Generic queues which differ between train/eval queues.

Parameters:
  • extern_data (ExternData) – this specifies the data keys
  • capacity (int) –
  • seed (int) –
  • with_batch (bool) – whether we have the batch-dim in input/output
  • enqueue_data (dict[str,tf.Tensor]) – if provided, will be the input
make_dequeue_op()[source]
have_more(tf_session)[source]
Parameters:tf_session (tf.Session) –
have_data_for_dequeue()[source]
one_more_enqueue_is_enough()[source]
enqueue(tf_session, data=None)[source]
Parameters:
  • tf_session (tf.Session) –
  • data (dict[str,numpy.ndarray]|None) – needed iff self.with_feed_input
class TFDataPipeline.TFChunkingQueueRunner(extern_data, make_dequeue_op, target_queue, chunk_size=None, chunk_step=None, context_window=None, source_has_epoch_end_signal=False)[source]

Implements chunking in pure TF. I.e. we get full sequences of varying lengths as input (from a queue), and we go over it with stride = chunk step, and extract a window of chunk size at each position, which we feed into the target queue. Optionally, for each chunk, we can add more frames (context window) around the chunk.

Parameters:
  • extern_data (ExternData) –
  • make_dequeue_op (()->dict[str,tf.Tensor]) –
  • target_queue (tf.QueueBase) –
  • chunk_size (int|None) –
  • chunk_step (int|None) –
  • context_window (int|NumbersDict|None) –
  • source_has_epoch_end_signal (bool) –
is_running()[source]
class TFDataPipeline.TFBatchingQueue(data_queues, batch_size, max_seqs, capacity=10)[source]

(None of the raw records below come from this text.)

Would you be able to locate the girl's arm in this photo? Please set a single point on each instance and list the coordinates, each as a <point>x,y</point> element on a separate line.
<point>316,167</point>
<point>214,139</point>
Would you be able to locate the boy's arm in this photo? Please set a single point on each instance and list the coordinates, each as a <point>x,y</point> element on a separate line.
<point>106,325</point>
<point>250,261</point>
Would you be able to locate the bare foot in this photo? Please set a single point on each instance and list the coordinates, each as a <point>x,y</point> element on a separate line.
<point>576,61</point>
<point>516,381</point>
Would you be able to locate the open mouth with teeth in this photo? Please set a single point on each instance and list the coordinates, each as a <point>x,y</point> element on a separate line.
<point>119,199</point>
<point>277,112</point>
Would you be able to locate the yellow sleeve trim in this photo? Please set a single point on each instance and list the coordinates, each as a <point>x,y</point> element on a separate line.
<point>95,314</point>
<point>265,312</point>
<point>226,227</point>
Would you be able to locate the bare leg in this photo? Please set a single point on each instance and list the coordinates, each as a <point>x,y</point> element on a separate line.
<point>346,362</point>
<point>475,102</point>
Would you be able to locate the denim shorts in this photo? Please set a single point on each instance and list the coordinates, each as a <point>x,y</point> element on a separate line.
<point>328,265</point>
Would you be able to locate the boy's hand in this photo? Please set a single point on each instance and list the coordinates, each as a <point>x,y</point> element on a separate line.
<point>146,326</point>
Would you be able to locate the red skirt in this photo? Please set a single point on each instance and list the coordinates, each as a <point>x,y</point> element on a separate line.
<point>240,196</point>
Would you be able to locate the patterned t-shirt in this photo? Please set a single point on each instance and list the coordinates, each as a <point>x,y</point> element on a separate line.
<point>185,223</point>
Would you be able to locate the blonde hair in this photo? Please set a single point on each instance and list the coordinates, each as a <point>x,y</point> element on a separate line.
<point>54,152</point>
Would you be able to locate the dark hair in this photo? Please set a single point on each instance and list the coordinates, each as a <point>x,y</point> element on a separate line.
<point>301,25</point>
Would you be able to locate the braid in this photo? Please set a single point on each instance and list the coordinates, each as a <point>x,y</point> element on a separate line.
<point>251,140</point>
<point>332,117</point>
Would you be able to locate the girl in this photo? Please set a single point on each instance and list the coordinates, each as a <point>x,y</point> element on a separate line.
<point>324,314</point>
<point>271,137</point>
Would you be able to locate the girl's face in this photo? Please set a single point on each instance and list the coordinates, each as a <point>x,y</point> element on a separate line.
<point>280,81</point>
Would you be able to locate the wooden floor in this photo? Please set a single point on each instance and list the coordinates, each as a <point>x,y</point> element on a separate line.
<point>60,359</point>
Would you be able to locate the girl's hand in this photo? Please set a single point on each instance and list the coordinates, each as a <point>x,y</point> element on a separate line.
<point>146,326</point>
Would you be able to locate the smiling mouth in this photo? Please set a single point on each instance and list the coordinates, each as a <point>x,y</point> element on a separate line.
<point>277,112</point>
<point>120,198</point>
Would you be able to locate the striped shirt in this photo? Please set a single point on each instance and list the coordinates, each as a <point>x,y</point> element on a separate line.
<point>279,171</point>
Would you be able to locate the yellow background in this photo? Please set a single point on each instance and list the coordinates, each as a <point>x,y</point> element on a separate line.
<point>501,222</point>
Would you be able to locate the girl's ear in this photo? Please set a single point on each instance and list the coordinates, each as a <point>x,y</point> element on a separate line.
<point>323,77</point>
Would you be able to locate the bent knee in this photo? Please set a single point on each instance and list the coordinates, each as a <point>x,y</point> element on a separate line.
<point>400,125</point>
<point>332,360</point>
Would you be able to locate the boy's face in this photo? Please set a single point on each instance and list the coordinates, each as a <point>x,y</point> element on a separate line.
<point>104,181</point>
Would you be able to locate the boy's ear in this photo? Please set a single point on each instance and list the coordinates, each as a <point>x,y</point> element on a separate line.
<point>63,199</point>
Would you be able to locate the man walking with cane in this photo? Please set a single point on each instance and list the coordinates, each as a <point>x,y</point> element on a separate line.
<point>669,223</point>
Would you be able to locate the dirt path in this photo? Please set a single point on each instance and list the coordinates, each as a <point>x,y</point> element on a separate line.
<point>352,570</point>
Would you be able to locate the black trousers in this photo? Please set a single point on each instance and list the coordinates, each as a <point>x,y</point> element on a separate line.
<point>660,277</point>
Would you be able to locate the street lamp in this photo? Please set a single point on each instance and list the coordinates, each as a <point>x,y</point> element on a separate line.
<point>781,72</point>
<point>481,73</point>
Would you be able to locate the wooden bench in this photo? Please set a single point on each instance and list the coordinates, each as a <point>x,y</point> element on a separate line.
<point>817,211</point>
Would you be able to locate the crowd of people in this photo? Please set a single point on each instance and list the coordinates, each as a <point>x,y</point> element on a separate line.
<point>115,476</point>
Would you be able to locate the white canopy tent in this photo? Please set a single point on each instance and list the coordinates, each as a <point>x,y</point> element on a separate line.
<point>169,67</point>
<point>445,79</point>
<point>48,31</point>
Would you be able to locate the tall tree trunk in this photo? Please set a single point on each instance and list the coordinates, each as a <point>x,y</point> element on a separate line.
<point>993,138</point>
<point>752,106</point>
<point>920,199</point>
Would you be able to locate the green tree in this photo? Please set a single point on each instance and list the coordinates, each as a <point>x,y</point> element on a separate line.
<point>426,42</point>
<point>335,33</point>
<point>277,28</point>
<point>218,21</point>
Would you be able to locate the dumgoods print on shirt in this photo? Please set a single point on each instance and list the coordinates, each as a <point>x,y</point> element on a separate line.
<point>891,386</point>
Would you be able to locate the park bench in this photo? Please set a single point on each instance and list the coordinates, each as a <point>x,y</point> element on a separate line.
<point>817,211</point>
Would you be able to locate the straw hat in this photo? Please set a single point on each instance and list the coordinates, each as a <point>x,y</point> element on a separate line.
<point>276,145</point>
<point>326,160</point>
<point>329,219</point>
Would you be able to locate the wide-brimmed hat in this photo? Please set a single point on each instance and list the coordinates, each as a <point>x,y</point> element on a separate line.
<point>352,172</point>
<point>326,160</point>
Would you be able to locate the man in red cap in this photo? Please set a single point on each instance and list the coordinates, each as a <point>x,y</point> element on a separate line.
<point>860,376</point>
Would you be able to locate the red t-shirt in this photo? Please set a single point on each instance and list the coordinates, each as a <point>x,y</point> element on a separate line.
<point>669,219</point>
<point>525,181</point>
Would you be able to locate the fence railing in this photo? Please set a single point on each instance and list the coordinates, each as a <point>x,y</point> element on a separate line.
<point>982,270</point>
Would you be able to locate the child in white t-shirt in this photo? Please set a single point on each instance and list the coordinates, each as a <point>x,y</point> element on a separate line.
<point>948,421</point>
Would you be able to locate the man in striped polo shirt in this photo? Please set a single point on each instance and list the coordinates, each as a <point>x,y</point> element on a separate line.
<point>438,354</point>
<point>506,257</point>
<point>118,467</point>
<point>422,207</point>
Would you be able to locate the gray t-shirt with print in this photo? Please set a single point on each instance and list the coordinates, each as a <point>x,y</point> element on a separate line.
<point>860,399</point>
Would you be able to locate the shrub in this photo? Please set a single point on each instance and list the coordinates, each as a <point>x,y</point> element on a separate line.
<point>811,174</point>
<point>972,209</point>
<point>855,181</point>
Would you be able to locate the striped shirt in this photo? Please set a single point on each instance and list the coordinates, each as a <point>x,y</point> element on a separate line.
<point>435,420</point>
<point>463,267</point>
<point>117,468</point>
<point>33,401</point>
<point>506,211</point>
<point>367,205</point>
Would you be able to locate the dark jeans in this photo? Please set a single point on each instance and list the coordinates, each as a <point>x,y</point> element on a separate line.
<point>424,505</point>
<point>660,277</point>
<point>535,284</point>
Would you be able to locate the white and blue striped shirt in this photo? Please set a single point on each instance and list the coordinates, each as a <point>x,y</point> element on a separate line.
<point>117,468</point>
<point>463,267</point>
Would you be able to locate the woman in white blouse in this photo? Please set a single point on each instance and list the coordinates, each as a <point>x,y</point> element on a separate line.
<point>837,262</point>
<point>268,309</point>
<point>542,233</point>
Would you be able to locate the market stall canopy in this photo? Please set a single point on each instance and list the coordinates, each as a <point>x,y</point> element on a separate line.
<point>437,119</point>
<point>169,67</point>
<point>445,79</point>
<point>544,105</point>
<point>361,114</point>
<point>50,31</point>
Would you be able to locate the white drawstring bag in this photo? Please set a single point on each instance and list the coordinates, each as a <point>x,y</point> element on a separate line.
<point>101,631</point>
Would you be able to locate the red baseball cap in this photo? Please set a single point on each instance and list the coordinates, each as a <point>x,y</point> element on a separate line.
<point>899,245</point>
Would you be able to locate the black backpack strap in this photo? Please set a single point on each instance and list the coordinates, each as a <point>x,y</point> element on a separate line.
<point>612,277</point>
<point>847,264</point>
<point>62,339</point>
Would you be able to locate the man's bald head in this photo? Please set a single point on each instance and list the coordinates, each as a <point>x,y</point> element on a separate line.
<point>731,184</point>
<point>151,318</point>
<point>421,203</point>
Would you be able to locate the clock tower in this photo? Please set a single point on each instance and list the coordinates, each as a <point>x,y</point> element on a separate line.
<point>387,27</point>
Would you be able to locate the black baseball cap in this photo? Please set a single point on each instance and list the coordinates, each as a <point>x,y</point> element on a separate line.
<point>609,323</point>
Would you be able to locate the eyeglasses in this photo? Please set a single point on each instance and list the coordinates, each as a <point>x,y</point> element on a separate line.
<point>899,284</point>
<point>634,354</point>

Wrapper around tf.PaddingFIFOQueue with more control. Gets in data via TFDataQueues without batch-dim, and adds the batch-dim, according to batch_size and max_seqs. Output can be accessed via self.output_as_extern_data. This will represent the final output used by the network, controlled by QueueDataProvider.

Parameters:
loop(tf_session, coord)[source]
Parameters:
  • tf_session (tf.Session) –
  • coord (tf.train.Coordinator) –
class TFDataPipeline.QueueOutput[source]
get_data()[source]
Return type:dict[str,tf.Tensor]
have_data()[source]
class TFDataPipeline.CpuToDefaultDevStage(input_data, names, dtypes, extern_data, data_keys)[source]
Parameters:
  • input_data (dict[str,tf.Tensor]) –
  • names (list[str]) – data_keys + extra info
  • dtypes (list[tf.DType|str]) – corresponds to names
  • extern_data (ExternData) –
  • data_keys (list[str]) –
loop(parent, coord, session)[source]
Parameters:
  • parent (QueueDataProvider) –
  • coord (tf.train.Coordinator) –
  • session (tf.Session) –
class TFDataPipeline.DataProviderBase(extern_data, data_keys)[source]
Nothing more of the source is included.